Providing health care to immigrants
Refugee populations in the US are often unable to access health care services because of policies and payment schemes that create barriers to care. Adams Compassionate Healthcare Network (ACHN) removes many of these barriers. A free clinic in suburban Virginia, ACHN seeks to provide high-quality, evidence-based health care to any person who is uninsured and lives in poverty. Most of their patients are immigrants and refugees from Muslim-majority countries, living with chronic conditions. They are often uninsured and have had little opportunity to access health care services in their countries of origin. Some individuals have barriers related to transportation which causes them to forgo health care services in deference to obtaining food, housing and jobs. This leads to missed work time and hospitalisations for uncontrolled diabetes, hypertension, cardiovascular disease and undiagnosed cancers. Most of ACHN’s patients also have financial and literacy barriers.
As a primary care site, ACHN covers most of their patients’ needs, including: primary care; referral to specialty care and social services; monitoring and evaluation of chronic diseases; impact assessment through chronic disease registry to help identify the highest-risk patients for targeted interventions; calculating the cost of care for all services provided; and advocating for Medicaid expansion and refugee-friendly policies.

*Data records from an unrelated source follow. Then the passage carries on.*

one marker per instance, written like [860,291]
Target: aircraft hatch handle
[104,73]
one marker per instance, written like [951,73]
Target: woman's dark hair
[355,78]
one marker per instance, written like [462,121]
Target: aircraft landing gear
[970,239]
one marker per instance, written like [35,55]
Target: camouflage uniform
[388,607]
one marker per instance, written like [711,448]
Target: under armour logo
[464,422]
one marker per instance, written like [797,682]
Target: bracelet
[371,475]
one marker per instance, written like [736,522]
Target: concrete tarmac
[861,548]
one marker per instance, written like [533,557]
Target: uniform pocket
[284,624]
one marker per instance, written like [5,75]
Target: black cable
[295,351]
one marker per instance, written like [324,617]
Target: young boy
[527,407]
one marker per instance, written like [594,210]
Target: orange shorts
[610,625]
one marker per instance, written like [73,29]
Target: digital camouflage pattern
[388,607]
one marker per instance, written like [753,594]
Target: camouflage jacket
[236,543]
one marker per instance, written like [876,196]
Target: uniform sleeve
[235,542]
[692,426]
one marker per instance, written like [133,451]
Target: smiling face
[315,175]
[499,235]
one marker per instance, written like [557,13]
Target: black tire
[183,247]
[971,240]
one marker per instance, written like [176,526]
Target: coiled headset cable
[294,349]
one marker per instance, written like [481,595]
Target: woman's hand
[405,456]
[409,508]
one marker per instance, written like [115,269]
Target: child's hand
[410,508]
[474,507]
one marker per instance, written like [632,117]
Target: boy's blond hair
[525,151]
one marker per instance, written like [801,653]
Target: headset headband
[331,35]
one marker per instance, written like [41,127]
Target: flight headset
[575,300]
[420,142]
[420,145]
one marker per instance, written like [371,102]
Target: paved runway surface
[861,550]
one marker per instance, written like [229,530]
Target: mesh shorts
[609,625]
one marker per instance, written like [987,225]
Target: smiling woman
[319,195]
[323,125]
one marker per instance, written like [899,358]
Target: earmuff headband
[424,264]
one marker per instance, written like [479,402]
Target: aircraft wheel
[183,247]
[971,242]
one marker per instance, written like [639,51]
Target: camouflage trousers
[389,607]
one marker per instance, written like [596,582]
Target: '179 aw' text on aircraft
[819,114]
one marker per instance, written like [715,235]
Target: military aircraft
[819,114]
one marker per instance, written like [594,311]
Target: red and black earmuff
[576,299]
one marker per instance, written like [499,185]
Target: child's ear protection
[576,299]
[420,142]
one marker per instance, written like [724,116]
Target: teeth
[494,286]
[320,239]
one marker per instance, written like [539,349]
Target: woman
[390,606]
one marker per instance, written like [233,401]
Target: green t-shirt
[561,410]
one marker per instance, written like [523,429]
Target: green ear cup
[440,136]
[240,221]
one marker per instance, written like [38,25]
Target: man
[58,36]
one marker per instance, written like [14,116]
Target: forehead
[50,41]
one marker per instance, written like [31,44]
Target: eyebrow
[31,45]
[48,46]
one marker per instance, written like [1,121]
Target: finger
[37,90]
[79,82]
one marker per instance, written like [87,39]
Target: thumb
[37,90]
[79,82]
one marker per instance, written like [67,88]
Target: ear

This model of care allows for holistic evaluation and treatment of all patients. Telehealth has been implemented as a tool to improve connection with patients and as a way to bring in translators as needed. Community partnerships with specialists and social services help address food, housing and job insecurity to ensure patients are able to access the services they need to optimize health and wellness.
Since the clinic started five years ago, nearly US$1 million in services has been provided to care for 1500 uninsured individuals. In the past year, patient visits have increased 31%, volunteer hours increased by 207%, and an on-site physical therapy, eye clinic and pain management started.
Asha*, a recent refugee from the Iraq, presented with a six-month history of a breast lump that she had been unable to have evaluated because of lack of access to services. ACHN provided the diagnostic workup and care navigation into the treatment she needed to treat her breast cancer. They helped her apply for charity care at the local hospital; coordinate her specialist appointments; and continued to provide primary care services throughout and after Asha’s treatment.